I can already see the reaction from Labour readers – are you kicking the dead man again? This isn’t a vendetta I’ve got against Ed Miliband – he was always too weird to even dislike, thinking back on it – but rather that a). I find what I’m about to write about interesting in a sort of political geek sort of a way and b). I think there may be valuable lessons for the Labour Party to extract once they’ve had their Corbyn-flavoured meltdown and are ready to enter the land of the grownups once again.
Worst element of Ed Miliband’s leadership, you ask? Could be any number of things: the bacon sandwich, the Ed Stone (although I still perfer Edhenge for some reason), “hell yeah”, the Gareth anecdotes in the 2014 conference speech…I could go for several pages. No, I think, looking back on it, the worst thing about Miliband’s leadership was the whole One Nation thing.
I can see why they thought it was a good idea at the time. Borrowing a phrase associated with the Tories was a bold move. And Labour must have thought that they were headed to a place that felt like they were more of a national party than the Conservatives back in 2012. Tories buried in Scotland, screwed in the north of England outside of the shires, wavering in Wales. Meanwhile, Labour was going to recover all of those seats in southern England they lost in 2010, while when the Lib Dem collapse happened in the southwest, Labour would be in prime position to scoop up all those seats. Right? I guess you can see already where the faulty thinking started. That’s before you even get to the philosophy of One Nation Toryism, which is rather a conservative place for Labour to put themselves anyhow.

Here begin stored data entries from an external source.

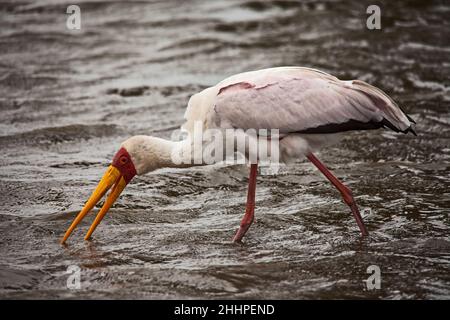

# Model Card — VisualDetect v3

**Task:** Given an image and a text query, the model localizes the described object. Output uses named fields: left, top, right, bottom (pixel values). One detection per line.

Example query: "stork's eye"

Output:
left=119, top=156, right=128, bottom=164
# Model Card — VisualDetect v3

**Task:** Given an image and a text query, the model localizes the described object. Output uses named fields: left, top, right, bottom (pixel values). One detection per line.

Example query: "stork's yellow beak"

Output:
left=60, top=165, right=127, bottom=244
left=61, top=147, right=136, bottom=244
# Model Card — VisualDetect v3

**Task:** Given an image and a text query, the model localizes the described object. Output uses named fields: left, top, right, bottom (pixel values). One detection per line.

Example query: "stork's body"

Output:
left=61, top=67, right=416, bottom=244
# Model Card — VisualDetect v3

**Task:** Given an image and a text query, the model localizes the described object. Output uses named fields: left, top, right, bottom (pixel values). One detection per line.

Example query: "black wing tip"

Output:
left=295, top=119, right=419, bottom=136
left=398, top=105, right=416, bottom=124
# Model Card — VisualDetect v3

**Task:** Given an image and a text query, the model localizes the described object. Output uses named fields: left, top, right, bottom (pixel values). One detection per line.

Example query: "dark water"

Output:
left=0, top=0, right=449, bottom=299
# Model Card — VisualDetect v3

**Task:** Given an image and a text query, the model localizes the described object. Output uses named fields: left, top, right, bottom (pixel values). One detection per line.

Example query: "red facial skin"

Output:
left=111, top=147, right=137, bottom=184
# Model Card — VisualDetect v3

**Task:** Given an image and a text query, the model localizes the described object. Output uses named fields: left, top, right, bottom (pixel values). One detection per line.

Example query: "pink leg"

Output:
left=306, top=153, right=368, bottom=236
left=233, top=164, right=258, bottom=243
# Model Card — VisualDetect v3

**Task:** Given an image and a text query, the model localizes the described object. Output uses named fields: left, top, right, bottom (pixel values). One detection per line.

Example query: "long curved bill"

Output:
left=61, top=165, right=127, bottom=244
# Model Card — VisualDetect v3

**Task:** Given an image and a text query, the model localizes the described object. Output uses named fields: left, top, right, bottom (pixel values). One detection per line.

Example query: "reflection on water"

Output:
left=0, top=0, right=449, bottom=299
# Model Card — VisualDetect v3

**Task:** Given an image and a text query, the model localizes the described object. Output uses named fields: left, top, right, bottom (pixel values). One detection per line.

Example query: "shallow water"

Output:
left=0, top=0, right=449, bottom=299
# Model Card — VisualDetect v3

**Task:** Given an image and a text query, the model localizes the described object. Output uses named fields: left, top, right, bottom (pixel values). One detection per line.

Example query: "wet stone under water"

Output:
left=0, top=0, right=449, bottom=299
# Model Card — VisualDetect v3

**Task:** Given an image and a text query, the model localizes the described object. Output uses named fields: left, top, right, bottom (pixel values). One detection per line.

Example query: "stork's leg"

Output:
left=233, top=163, right=258, bottom=243
left=306, top=153, right=368, bottom=236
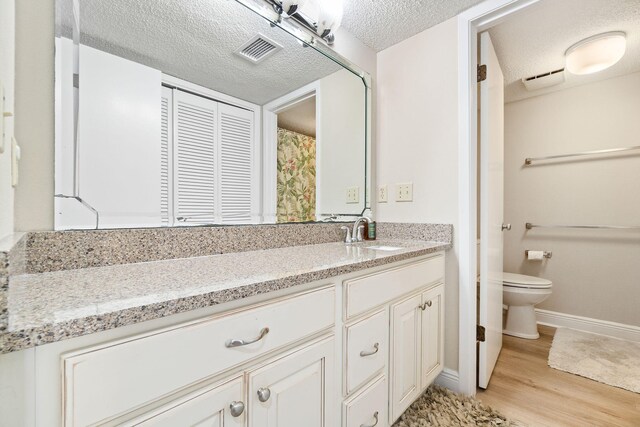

Now, post-election, it all looks pretty silly. Labour have the same number of MPs in Scotland as not only the Lib Dems, but the Tories as well (I wish I could go back to 2010 and make a bet on that one. What odds would you have got?). Labour did abysmally in the south of England, where the Conservatives managed to get off the Lib Dems seats they hadn’t had for a couple of decades.
The worst thing about it, however, is that it set up the Tories to reclaim the One Nation mantle even though they hadn’t really earned it. The governing party are no more geographically diverse than they were pre-May (their gains mostly coming via the Lib Dems, and a good chunk from the southwest of England at that), but Labour can hardly carp about such things having lost seats themselves while the Tories got a majority no one saw coming. It feels a bit like when the children put on their parents’ clothes without adult permission, only for mummy and daddy to come home, laugh, and take their garments back. Not a good look for Labour.
Coming back briefly to the philosophical element of the One Nation idea: the Tories can also look “wetter” than they actually are. Which they’ve already taken full advantage of (the budget and the minimum wage rises being great examples).
So what are the lessons? I think the big one is that Labour shouldn’t really try and borrow stuff from the Tories as a general rule, particularly Tory stuff from the 19th century. Putting it that way, it’s kind of odd they had to have that play out in reality to learn it. And maybe they haven’t even done that yet.